In short, the dropout rate (\(\text{pdo}\)) is assumed to be related to
the Spearman correlation (\(\rho\))
between the rank of a feature’s fraction new(referred to by them as the
new-to-total ratio, or NTR) and the log of the dropout metric discussed
above (ratio of +s4U to -s4U read counts) as
follows:
\[
\begin{align}
\text{pdo} &= \frac{\rho}{\rho + 1}
\end{align}
\]
We note that this definition is not model derived and sets an
artificial upper bound on \(\text{pdo}\) of 0.5. The estimated number
of sequencing reads from new RNA is then multiplied by a factor (\(\text{f}\)) defined as follows:
\[
\text{f} = \frac{1}{1 - \text{pdo}}
\]
and the corrected fraction new is estimated using the adjusted new
RNA read counts. A bit of algebra shows that this relationship between
the inferred \(\text{pdo}\) and the
corrected fraction new is identical to that derived from the model
above:
\[
\begin{align}
\theta_{\text{i}} &= \frac{\text{f}*(\text{number of reads from new
RNA})}{\text{f}*(\text{number of reads from new RNA}) + (\text{number of
reads from old RNA})} \\
&=
\frac{\text{f}*\theta_{\text{i}}^{\text{do}}*\text{nreads}_{\text{i}}}{\text{f}*\theta_{\text{i}}^{\text{do}}*\text{nreads}_{\text{i}}
+ (1 - \theta_{\text{i}}^{\text{do}})*\text{nreads}_{\text{i}}} \\
&= \frac{\frac{\theta_{\text{i}}^{\text{do}}}{(1 -
\text{pdo})}}{\frac{\theta_{\text{i}}^{\text{do}}}{(1 - \text{pdo})} +
(1 - \theta_{\text{i}}^{\text{do}})} \\
&= \frac{\theta_{\text{i}}^{\text{do}}}{(1 - \text{pdo}) +
\theta_{\text{i}}^{\text{do}}*\text{pdo}}
\end{align}
\]
Thus, grandR is implicitly making assumptions similar to those laid
out in the model above that is used by bakR.

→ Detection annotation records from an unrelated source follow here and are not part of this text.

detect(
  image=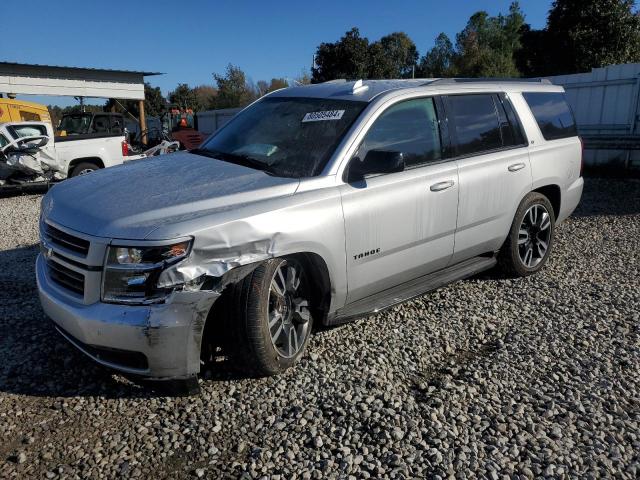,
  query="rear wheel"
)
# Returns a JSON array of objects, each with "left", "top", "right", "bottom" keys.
[
  {"left": 234, "top": 258, "right": 313, "bottom": 375},
  {"left": 70, "top": 162, "right": 100, "bottom": 177},
  {"left": 498, "top": 192, "right": 555, "bottom": 277}
]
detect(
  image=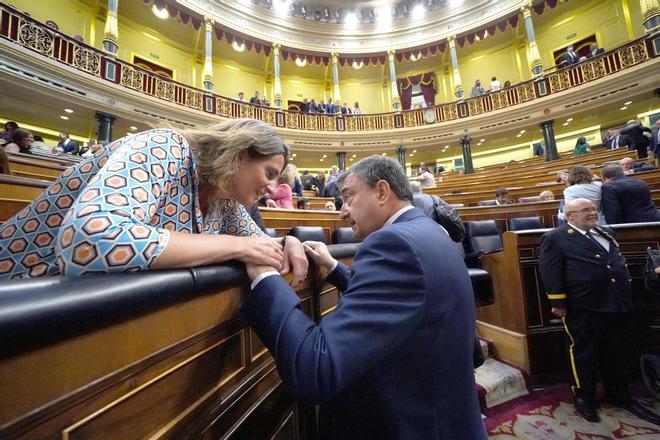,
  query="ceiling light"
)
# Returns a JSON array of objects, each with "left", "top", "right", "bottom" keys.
[
  {"left": 344, "top": 12, "right": 357, "bottom": 26},
  {"left": 151, "top": 5, "right": 170, "bottom": 20},
  {"left": 231, "top": 41, "right": 245, "bottom": 52},
  {"left": 412, "top": 5, "right": 426, "bottom": 18}
]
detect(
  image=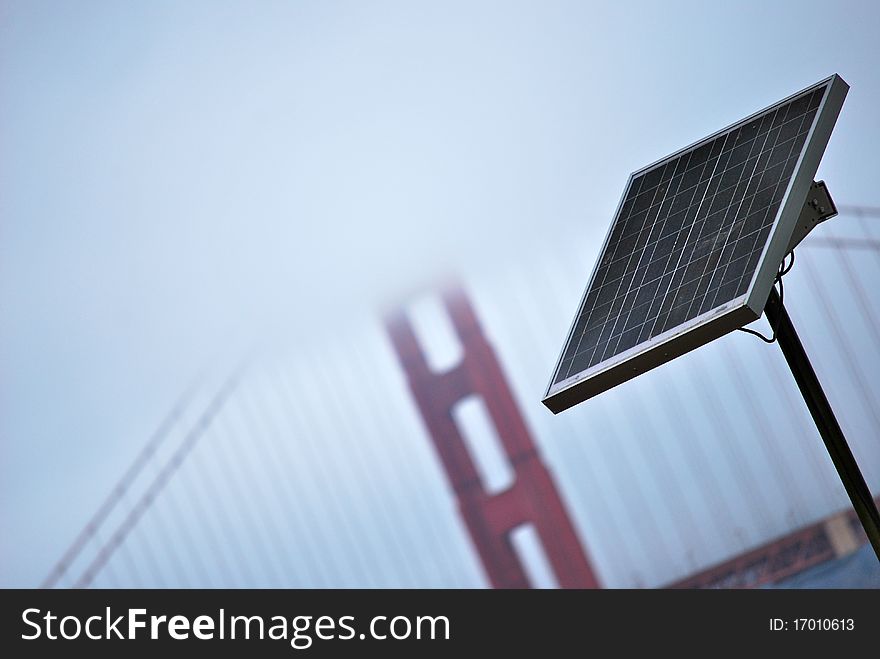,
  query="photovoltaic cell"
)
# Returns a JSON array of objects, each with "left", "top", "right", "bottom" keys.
[{"left": 550, "top": 76, "right": 845, "bottom": 412}]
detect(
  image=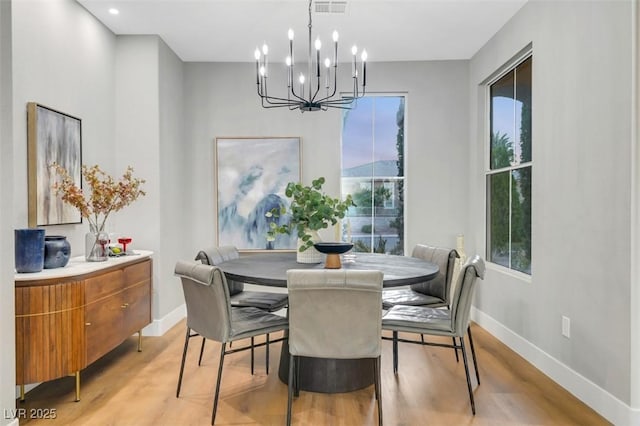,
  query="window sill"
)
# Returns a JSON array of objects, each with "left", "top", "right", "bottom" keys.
[{"left": 487, "top": 262, "right": 531, "bottom": 284}]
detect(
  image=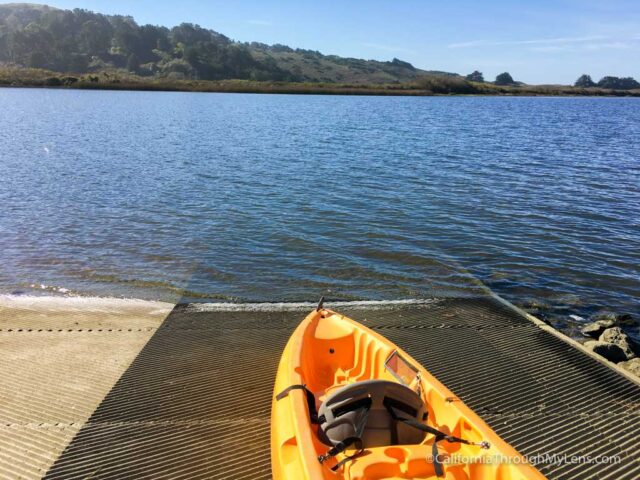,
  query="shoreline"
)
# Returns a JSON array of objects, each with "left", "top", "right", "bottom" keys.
[
  {"left": 0, "top": 293, "right": 638, "bottom": 381},
  {"left": 0, "top": 67, "right": 640, "bottom": 98}
]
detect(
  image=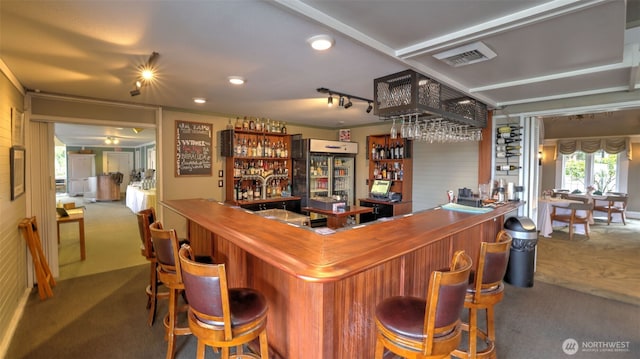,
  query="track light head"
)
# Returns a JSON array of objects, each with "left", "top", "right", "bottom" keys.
[{"left": 344, "top": 98, "right": 353, "bottom": 108}]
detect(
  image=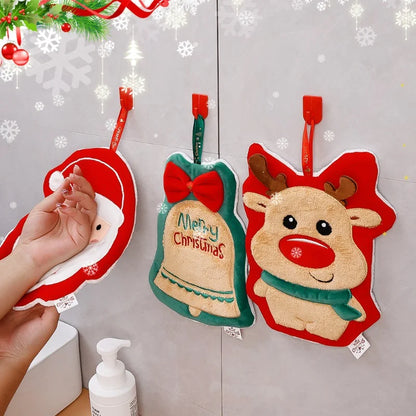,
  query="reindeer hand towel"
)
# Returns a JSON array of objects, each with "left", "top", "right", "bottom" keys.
[{"left": 243, "top": 144, "right": 395, "bottom": 346}]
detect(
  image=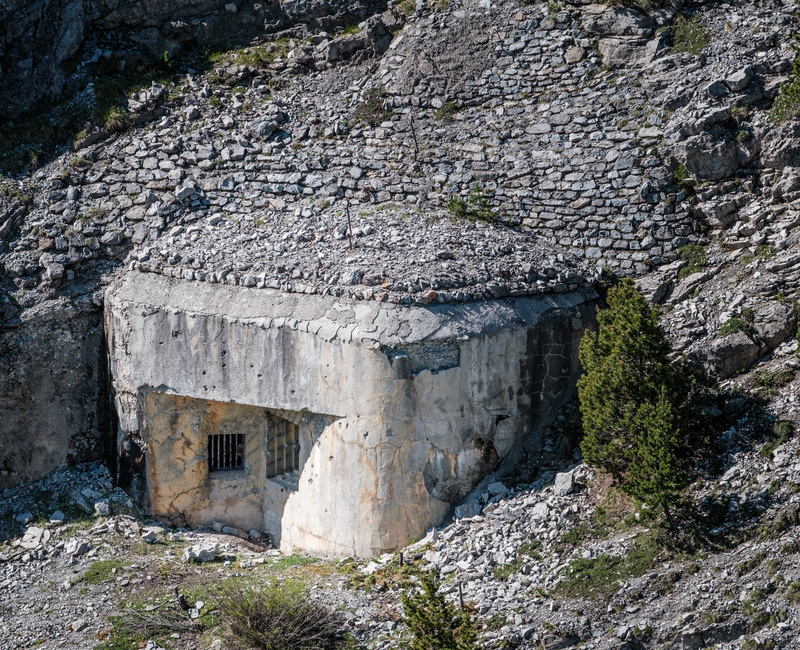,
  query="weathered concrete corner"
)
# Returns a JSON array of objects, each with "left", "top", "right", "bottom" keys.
[{"left": 106, "top": 272, "right": 595, "bottom": 556}]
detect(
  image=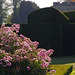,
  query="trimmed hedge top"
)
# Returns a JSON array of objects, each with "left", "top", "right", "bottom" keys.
[
  {"left": 28, "top": 7, "right": 69, "bottom": 23},
  {"left": 63, "top": 10, "right": 75, "bottom": 23}
]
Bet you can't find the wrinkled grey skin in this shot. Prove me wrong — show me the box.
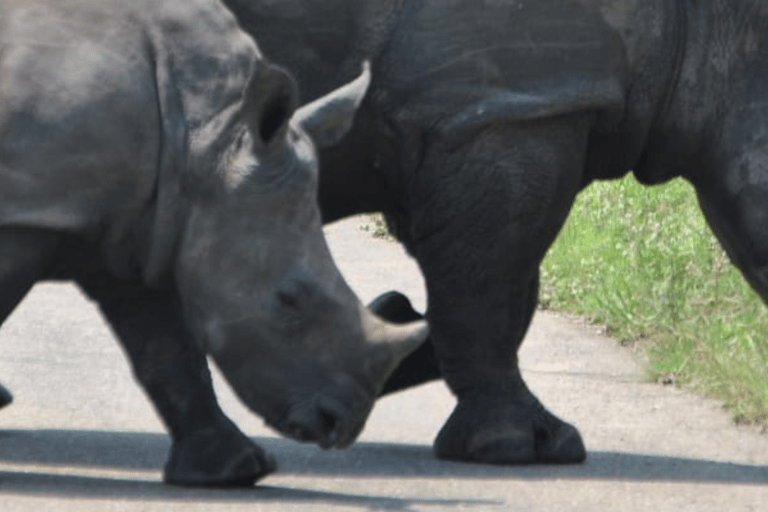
[0,0,426,485]
[225,0,768,463]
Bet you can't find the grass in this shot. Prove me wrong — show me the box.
[364,175,768,429]
[540,176,768,428]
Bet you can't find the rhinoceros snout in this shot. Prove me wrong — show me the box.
[277,382,373,449]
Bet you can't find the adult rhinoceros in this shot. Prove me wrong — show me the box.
[0,0,426,485]
[225,0,768,463]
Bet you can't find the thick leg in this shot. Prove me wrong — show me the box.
[81,276,276,486]
[398,116,587,464]
[691,150,768,304]
[0,228,59,408]
[368,291,440,396]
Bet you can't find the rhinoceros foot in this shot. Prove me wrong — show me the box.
[164,418,277,487]
[0,384,13,409]
[434,397,587,464]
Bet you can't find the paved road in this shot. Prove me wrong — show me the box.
[0,219,768,512]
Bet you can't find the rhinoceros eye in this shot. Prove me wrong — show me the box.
[259,95,291,145]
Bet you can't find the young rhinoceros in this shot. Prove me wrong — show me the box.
[0,0,426,485]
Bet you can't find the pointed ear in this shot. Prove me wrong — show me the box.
[243,61,298,148]
[292,61,371,147]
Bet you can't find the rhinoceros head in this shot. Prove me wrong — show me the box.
[176,65,426,447]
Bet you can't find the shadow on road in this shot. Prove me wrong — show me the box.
[0,430,768,488]
[0,471,492,512]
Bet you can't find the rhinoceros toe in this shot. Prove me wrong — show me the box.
[434,400,586,465]
[163,420,277,487]
[0,384,13,409]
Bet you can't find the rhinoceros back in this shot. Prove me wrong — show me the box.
[0,0,260,280]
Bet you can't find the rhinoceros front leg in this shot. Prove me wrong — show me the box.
[397,116,587,464]
[0,228,60,408]
[76,278,276,486]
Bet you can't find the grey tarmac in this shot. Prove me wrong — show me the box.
[0,217,768,512]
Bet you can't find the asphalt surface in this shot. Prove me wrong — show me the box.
[0,218,768,512]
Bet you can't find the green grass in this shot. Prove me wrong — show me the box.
[540,176,768,427]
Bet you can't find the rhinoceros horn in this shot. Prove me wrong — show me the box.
[291,61,371,147]
[361,308,429,393]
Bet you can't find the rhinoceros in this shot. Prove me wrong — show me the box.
[0,0,426,485]
[225,0,768,464]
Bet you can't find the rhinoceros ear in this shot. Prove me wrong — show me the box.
[243,61,298,147]
[292,61,371,147]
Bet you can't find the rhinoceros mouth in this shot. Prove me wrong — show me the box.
[273,388,373,449]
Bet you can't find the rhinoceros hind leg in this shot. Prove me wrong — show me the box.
[0,384,13,409]
[163,423,277,487]
[404,114,591,464]
[368,291,440,396]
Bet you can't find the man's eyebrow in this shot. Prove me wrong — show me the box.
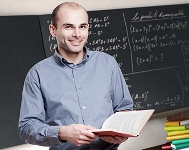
[62,23,88,26]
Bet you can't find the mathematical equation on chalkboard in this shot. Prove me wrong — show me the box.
[38,5,189,112]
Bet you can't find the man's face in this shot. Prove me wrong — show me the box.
[51,8,89,53]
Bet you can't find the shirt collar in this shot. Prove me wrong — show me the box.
[54,46,90,66]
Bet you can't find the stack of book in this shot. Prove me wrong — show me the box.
[162,118,189,150]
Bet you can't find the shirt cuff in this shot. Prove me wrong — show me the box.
[47,126,65,145]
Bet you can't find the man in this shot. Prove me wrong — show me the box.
[19,2,133,150]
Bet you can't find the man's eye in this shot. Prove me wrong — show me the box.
[65,26,71,29]
[80,26,86,29]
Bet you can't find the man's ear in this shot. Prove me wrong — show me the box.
[49,24,56,37]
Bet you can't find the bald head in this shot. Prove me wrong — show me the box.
[52,2,88,28]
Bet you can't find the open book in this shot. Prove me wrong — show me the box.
[90,109,154,137]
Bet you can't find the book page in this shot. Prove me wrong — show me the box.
[102,110,152,135]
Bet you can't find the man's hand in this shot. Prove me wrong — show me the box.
[100,135,128,144]
[58,124,97,146]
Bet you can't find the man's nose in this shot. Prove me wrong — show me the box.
[73,28,81,37]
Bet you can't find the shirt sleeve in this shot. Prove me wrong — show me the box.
[18,69,62,146]
[112,58,133,112]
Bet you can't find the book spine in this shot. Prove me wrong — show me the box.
[171,143,189,149]
[171,138,189,144]
[161,142,172,150]
[166,134,189,141]
[167,130,189,136]
[164,126,185,131]
[165,121,180,126]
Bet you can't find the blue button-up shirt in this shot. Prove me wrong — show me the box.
[19,48,133,150]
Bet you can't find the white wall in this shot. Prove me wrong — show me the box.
[0,0,189,150]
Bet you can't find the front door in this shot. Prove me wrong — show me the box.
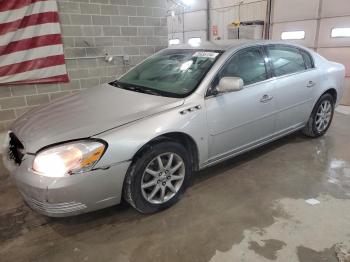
[205,47,276,162]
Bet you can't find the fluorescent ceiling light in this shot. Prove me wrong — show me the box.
[188,37,202,46]
[180,60,193,71]
[281,31,305,40]
[182,0,193,5]
[169,39,180,45]
[331,27,350,37]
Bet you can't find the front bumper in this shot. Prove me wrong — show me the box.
[3,154,130,217]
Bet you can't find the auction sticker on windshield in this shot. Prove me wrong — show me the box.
[193,52,219,58]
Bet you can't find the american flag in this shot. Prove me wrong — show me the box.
[0,0,68,85]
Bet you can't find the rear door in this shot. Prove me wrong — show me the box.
[205,46,276,161]
[266,44,319,133]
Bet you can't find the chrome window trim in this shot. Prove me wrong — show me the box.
[204,43,318,99]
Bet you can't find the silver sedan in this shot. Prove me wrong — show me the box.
[3,41,345,217]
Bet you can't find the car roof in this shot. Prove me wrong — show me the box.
[168,39,308,51]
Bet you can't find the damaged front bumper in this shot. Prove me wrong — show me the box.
[3,154,130,217]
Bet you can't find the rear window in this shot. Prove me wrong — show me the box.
[267,45,310,76]
[300,50,314,69]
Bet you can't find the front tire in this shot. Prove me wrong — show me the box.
[124,141,191,214]
[302,93,334,138]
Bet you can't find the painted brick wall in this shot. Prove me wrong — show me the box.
[0,0,168,130]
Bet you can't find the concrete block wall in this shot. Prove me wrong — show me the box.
[167,0,208,43]
[271,0,350,105]
[0,0,168,131]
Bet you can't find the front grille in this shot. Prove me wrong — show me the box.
[25,197,86,215]
[8,133,24,165]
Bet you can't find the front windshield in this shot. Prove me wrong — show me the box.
[111,49,221,97]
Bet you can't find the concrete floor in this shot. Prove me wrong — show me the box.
[0,113,350,262]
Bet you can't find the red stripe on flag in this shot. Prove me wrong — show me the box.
[0,0,46,12]
[0,34,62,56]
[0,54,64,76]
[0,12,59,35]
[0,74,69,86]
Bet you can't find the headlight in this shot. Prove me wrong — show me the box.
[33,140,106,177]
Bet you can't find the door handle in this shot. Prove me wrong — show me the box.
[260,95,273,103]
[306,81,316,88]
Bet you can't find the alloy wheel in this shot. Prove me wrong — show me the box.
[315,100,332,133]
[141,152,186,204]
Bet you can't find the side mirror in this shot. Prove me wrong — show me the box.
[216,77,243,93]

Notable differences between bakR and grandR’s dropout correction
approaches are:
- bakR defines an explicit model of dropout and derives a strategy to
estimate the dropout rate from data. grandR defines an ad hoc
relationship between a fraction new vs. dropout correlation coefficient
and the dropout rate.
- When correcting for read counts, grandR seems to use a different
correction strategy than is derived from the model above. The details
are a bit scant, but it appears that reads are added to all features in
proportion to their fraction new, with higher fraction new features
being given more extra reads to account for their dropout-induced
underrepresentation. bakR on the other hand redistributes read counts,
thus preserving the total library size.
- bakR fits an explicit parametric model derived from assumptions made
either explicitly or implicitly by both grandR and bakR. This allows
users to assess the quality of the model fit and thus the likelihood
that these assumptions are valid on any given dataset.